January 3, 2022 at 6:50 pm
I don’t know how much you are going to agree with me. You are always privileged to have your free opinion of yourself.
It will help you understand better one day you must visit Europe not as a tourist as a real cultural visiter.
It is same to visit to Canada. You can have a visit to your online connection. I have been in Canada but for my mother’s funeral.
Even to USA in a car with official visa without putting my legs on the American soil. It was a peculiar experience.
What I am trying to explain is one of my contact the last 3-4 years one French man living with his American wife living in France often visit to Canada to visit his married children said for him in Canada he feel something like American speak two languages. As a French he never felt like French speaking canadien like French.
I must live for at least six months to see myself. I don’t know that one day I like to try as a linguistic visit.
You are going to have a mixture of climate except Thursday not very cold in the day time.
Please use the new year and the winter to write a novel for peace.

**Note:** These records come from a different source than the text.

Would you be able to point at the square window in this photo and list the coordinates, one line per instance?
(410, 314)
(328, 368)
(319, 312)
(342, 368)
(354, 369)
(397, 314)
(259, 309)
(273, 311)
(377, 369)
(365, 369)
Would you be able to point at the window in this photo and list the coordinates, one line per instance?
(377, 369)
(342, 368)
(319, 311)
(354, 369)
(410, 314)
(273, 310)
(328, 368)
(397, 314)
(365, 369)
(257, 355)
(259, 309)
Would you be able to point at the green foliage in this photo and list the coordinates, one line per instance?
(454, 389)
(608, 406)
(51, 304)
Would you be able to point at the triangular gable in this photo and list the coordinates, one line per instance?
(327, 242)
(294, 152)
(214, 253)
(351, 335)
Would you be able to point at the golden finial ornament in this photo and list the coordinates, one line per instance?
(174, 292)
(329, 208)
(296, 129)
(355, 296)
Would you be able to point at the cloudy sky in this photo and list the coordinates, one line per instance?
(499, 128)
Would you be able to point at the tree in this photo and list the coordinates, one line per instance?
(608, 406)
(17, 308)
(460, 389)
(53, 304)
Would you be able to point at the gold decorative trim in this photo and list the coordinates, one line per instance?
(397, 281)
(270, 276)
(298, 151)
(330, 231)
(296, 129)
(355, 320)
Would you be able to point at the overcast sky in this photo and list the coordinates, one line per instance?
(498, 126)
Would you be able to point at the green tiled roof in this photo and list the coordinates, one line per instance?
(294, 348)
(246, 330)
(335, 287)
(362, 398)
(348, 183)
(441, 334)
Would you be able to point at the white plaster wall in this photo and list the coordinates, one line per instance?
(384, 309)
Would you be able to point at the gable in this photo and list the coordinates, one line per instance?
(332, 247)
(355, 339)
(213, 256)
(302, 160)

January 3, 2022 at 10:07 pm
I think my traveling days are over except within the pages of a book, but it would be interesting to experience different cultures. It certainly was an eye opener even just experiencing the different areas of this country when I went on my cross-country trip.
One of these days I’ll write another book, just not sure when.
January 4, 2022 at 3:27 am
At the moment I don’t know about my future. Grief and pandemic control 100% of my life and future projects. I guess if I have to visit to another country it must be some kind of learning of linguistic and simple home gastronomic experiences than visit like hotels, restaurants, and side seeing. Of course when I started to read again I am going to read a lot. Specially literature.
January 4, 2022 at 7:05 am
Sounds like a good plan, I hope you’ll be able to do some of those things.